The path the bar travels in the bench press is referred to as the "bar path" and it's one which is often misunderstood, so we wanted to clear it up for you.
When we bench we aim to stack our joints (wrist and elbow) so as to create efficient joint loading and transfer of force through to the bar, as it provides a stable position to move through the range in.
So at any point in the bench press, the bar, wrist and elbow should create a straight line perpendicular with the ground, so we press at 90-degrees to the floor.
Based on this, the hand position will then dictate the bar path. The narrower the hand position the lower down the body the bar will touch, the wider the hand position the higher up the body the bar will touch.
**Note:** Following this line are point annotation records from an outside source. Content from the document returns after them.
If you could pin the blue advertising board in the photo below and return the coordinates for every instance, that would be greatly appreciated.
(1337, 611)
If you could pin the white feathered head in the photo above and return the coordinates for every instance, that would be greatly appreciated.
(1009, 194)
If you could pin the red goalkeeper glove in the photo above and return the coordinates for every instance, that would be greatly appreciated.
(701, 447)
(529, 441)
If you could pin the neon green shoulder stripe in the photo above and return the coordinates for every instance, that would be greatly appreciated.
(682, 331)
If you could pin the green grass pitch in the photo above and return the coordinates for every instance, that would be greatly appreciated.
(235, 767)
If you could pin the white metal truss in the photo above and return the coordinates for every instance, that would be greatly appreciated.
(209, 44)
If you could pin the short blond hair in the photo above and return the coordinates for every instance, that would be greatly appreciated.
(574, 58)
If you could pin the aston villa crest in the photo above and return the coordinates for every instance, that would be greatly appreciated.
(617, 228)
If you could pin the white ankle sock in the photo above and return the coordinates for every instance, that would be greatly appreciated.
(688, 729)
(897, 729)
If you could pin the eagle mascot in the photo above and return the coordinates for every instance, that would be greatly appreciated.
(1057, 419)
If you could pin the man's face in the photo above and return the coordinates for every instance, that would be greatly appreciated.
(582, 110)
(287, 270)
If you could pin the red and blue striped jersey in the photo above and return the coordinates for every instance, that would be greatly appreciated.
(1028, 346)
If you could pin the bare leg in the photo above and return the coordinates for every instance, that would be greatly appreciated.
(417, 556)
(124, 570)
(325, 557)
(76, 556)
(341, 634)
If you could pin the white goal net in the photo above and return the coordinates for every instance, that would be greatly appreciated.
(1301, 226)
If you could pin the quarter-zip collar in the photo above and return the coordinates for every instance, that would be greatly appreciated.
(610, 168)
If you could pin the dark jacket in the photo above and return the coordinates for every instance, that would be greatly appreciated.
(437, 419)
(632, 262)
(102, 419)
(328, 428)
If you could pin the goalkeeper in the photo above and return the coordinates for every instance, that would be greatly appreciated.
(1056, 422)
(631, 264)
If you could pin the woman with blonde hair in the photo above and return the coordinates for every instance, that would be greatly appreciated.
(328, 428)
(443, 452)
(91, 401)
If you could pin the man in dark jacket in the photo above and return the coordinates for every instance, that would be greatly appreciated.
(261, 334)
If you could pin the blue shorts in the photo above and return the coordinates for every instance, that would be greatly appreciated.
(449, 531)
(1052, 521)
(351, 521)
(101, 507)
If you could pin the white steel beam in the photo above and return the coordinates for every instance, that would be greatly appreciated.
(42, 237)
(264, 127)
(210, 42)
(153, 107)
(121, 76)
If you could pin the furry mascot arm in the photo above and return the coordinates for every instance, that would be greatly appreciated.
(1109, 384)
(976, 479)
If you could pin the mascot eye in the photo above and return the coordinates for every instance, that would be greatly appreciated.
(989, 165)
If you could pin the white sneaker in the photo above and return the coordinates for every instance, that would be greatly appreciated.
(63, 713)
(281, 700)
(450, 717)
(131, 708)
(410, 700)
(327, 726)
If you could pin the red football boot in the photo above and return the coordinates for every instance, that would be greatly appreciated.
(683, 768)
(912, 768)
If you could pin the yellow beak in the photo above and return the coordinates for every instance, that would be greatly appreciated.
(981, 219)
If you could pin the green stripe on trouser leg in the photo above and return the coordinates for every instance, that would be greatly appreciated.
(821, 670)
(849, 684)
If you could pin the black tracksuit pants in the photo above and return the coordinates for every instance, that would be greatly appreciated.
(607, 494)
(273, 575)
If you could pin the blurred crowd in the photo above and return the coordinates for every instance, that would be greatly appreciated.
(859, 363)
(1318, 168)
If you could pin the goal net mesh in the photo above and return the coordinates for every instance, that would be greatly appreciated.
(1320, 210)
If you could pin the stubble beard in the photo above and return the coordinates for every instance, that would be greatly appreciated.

Of course this is assuming the lifter is executing perfectly. In the real world it's not quite like that and what we find is lifters tend to flare the elbows out in an attempt to keep the bar closer to the shoulder through the movement which places leverage in their favor but has the side effect of potentially impinging the shoulder whereby the acromium process slams in to the bursa. We know that 𝘗𝘖𝘖𝘙 𝘔𝘈𝘊𝘏𝘈𝘕𝘐𝘊𝘚 + 𝘓𝘖𝘈𝘋 leads to issues and in this scenario the common complaint we get is “pain in the shoulder” - normally bursitis but can be a range of other issues.
Now instead of the bar moving up and down over she shoulder as described above we should see an angled bar path as can be seen in the post image. The bar starts over the shoulder with locked out elbows and as the bar is lowered it moves away from the shoulders so as to maintain proper joint loading and to minimise impingement at the shoulder - helping keep our shoulders nice and healthy!
Now when returning the bar off the chest you should push back and follow this same bar path.